Sentry-Image: Detect Any AI-generated Images

📃 NeurIPS'23 Paper • 🤗 Demo & Leaderboard • 📋 Sentry-Questionnaire • 🐦 Twitter • 📦 Dataset

Sentry-Image is an open-source project for detecting AI-generated contents. The core features will include:

Why we need Sentry-Image?

  • 🧐 Recent study have shown that humans struggle significantly to distinguish real photos from AI-generated ones, with a misclassification rate of 38.7%.

  • 🤗 To help people confirm whether the images they see are real images or AI-generated images, we launched the Sentry-Image project.
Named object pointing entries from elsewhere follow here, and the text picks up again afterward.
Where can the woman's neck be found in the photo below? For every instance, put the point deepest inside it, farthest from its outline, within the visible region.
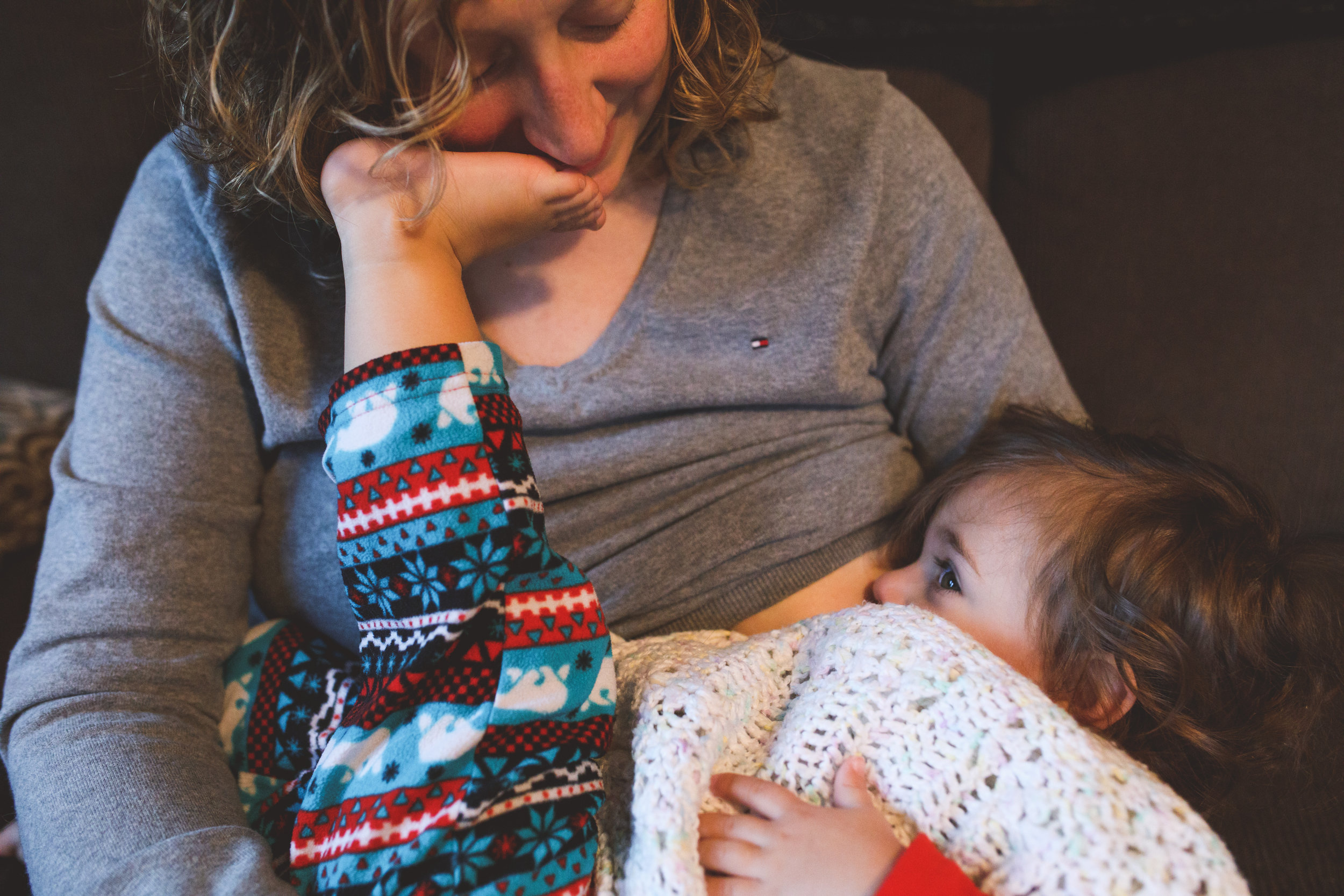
(547, 302)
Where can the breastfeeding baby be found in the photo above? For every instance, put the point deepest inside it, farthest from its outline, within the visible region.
(1147, 591)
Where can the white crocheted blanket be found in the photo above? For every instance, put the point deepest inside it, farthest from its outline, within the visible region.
(959, 746)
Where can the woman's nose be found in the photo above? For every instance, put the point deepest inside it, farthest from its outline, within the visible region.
(901, 586)
(568, 117)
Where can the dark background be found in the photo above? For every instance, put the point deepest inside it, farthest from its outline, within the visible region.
(1170, 175)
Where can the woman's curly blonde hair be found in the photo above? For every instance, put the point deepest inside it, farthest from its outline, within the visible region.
(265, 90)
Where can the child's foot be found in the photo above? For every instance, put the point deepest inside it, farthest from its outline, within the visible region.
(488, 200)
(495, 199)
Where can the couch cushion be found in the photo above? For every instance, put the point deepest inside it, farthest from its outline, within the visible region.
(78, 85)
(1182, 229)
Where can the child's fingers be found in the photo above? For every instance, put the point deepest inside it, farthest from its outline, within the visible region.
(732, 857)
(851, 787)
(748, 828)
(764, 798)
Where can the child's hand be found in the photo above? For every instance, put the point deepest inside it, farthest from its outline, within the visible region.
(789, 848)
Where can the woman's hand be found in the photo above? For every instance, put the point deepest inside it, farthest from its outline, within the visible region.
(791, 848)
(404, 277)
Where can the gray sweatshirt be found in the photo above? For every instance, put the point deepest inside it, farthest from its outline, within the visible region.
(694, 477)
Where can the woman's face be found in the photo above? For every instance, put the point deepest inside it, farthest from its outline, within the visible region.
(571, 80)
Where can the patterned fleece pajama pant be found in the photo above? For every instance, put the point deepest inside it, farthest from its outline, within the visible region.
(457, 752)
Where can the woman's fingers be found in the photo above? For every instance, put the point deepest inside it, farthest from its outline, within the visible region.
(767, 800)
(753, 830)
(735, 857)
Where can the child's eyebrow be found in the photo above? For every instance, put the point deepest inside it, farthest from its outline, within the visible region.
(955, 543)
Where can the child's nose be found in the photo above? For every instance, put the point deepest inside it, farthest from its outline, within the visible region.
(901, 586)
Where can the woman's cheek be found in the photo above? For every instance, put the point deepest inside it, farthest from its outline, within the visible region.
(484, 120)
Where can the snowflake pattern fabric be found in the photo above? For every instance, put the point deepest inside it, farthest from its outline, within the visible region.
(460, 752)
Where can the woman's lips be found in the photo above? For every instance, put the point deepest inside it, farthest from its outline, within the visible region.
(601, 156)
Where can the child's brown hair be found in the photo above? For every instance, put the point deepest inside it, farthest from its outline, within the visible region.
(1226, 630)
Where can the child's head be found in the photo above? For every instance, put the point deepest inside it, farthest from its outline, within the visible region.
(1149, 591)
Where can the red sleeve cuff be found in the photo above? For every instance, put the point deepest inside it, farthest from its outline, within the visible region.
(923, 871)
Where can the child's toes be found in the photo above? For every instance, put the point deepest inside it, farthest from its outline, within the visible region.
(563, 190)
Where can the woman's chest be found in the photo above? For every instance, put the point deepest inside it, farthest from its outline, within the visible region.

  • 💻 Sentry-Image is an open source project which provides the SOTA fake image detection models in Sentry-Image Leaderboard to detect whether the image provided is an AI-generated or real image.

Stay tuned for this project! Feel free to contact contact@infimagine.com! 😆

News

Fake Image Dataset

Fake Image Dataset is now open-sourced at huggingface (InfImagine Organization) and openxlab. It consists of two folders, ImageData and MetaData. ImageData contains the compressed packages of the Fake Image Dataset, while MetaData contains the labeling information of the corresponding data indicating whether they are real or fake.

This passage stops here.